Here is very trivial Kafka Streams doing something like Map/Reduce:

streamBuilder
  .stream("myAllDataTopic")
  .groupByKey()
  .reduce(
    (v1, v2) -> {
      if (v1.getTimestamp1() > v2.getTimestamp1()) return v1;
      else if (v1.getTimestamp1() < v2.getTimestamp1() return v2;
      else return (v1.getTimestamp2() > v2.getTimestamp2() ? v1 : v2);
    })
  .toStream()
  .to("myLatestDataTopic")

I believe something is missing here. Initially, I run 5000 TPS with single dedicated Confluent CKU, with average latency 200ms, message size 2Kb, but after about 2-3 hours performance starts to degrade dramatically to more than an hour latency.

Maybe something wrong with “reduce” function or approach in general?
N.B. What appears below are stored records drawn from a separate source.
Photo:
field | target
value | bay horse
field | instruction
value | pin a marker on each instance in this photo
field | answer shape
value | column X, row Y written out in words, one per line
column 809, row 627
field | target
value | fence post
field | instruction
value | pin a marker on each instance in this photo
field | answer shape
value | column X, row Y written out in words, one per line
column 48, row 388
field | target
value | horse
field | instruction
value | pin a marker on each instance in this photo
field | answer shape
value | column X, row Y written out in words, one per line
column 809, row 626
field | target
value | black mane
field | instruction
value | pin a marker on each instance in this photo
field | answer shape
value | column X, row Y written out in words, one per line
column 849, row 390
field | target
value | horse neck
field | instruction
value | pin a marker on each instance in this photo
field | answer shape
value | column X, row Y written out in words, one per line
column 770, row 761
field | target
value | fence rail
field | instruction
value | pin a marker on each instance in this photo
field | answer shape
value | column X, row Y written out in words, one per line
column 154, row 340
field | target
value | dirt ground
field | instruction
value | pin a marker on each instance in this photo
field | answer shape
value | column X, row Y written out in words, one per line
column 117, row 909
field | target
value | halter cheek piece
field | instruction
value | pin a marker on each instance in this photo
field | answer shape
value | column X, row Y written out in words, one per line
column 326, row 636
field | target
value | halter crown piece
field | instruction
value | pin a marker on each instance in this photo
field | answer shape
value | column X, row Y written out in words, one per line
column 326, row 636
I started to suspect that over time KGroupedStream starts having millions of values per unique key, something like that. Zero exceptions in logs, GC is fine; 32 partitions, 32 Processor tasks / consumers; etc.

Thanks,

Perf tuning is always difficult. Did you look into metrics (Monitor Kafka Streams Applications in Confluent Platform | Confluent Documentation) and other OS stats (eg, do you get less efficient disk I/O after time?)

Does your key space grow?

Did you try to look into RocksDB and try tuning it? Kafka Streams Memory Management for Confluent Platform | Confluent Documentation

Hi Matthias,

I did only initial performance adjustments targeting low latency: enabling caching for Kafka Streams, auto-commit each 100ms; reached easily 60Mb/s Ingress for single dedicated CKU which is max, 5000 messages per second, 150ms-200ms average latency for first 1-2 hours. Then it start to grows to minutes to hours… with 30Mb lag. So that I started to suspect maybe I use “aggregation” for wrong use case. I used Kafka Streams 3.6.2, now upgraded to 3.8.0.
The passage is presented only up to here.